How to use float8 for training?
Are there any examples for training the MLP blocks using float8 from torchao?
Thanks!
Hi @vgoklani , we don't currently support this, but you could modify a recipe to call torchao.float8.convert_to_float8_training on your model at the end of this function.
However, I recommend using QLoRA, where frozen base model params are quantized to a lower precision (NF4), while the trainable adapter params are kept in a higher precision.
Here's an example config. The QLoRA model builder replaces the model's linear layers with LoRALinear(...,quantize_base=True) layers. If you want to use float8 instead of nf4, you can modify the LoRALinear class.
Let me know if you have any questions!
Thanks @calvinpelletier. We are using the full-finetune scripts, and since the hardware already supports FP8, we are just leaving a lot of performance on the table... We can add it to our internal version, but I would imagine that there are other groups that want this included too.
We would definitely appreciate a PR if full-finetuning in FP8 works out well for you all!
I was working on adding INT8 training to torchtune #1552, and FP8 was also on the discussion. Once the INT8 PR is merged, we can make another one for FP8 too, since it follows a similar design.
Thank you @calvinpelletier and @gau-nernst
Using Dynamic scaling with the torachao api was trivial, and gave a ~30% performance boost in tokens-per-second
We're running on 4x NVIDIA A6000 Ada cards (SM89)

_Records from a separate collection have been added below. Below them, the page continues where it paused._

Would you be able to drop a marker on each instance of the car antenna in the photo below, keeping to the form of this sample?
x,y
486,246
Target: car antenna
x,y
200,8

from torchao.float8 import (
CastConfig,
Float8LinearConfig,
ScalingType,
convert_to_float8_training,
)
config = Float8LinearConfig(
enable_fsdp_float8_all_gather=True,
force_recompute_fp8_weight_in_bwd=True,
cast_config_input=CastConfig(scaling_type=ScalingType.DYNAMIC),
cast_config_weight=CastConfig(scaling_type=ScalingType.DYNAMIC),
cast_config_grad_output=CastConfig(scaling_type=ScalingType.DYNAMIC),
)
convert_to_float8_training(mlp, config=config)
strangely enough, using DELAYED scaling crashed torch.compile... will need to dig into that further...
@vgoklani Delayed scaling is not as well-supported as dynamic scaling I think. Should be fine to stick to dynamic scaling.
Curious. Do you observe any convergence issue?
@gau-nernst The loss was very close to bfloat16! I'm looking forward to int8 training :)
@vgoklani any trick to getting it working other than using the torchao convert on the model? I got an error that a certain operation (or I think attribute?) can't be sharded:
[rank0]: File "/opt/conda/lib/python3.11/site-packages/torch/distributed/tensor/_sharding_prop.py", line 450, in propagate_op_sharding_non_cached
[rank0]: raise NotImplementedError(
[rank0]: NotImplementedError: Operator aten.is_pinned.default does not have a sharding strategy registered.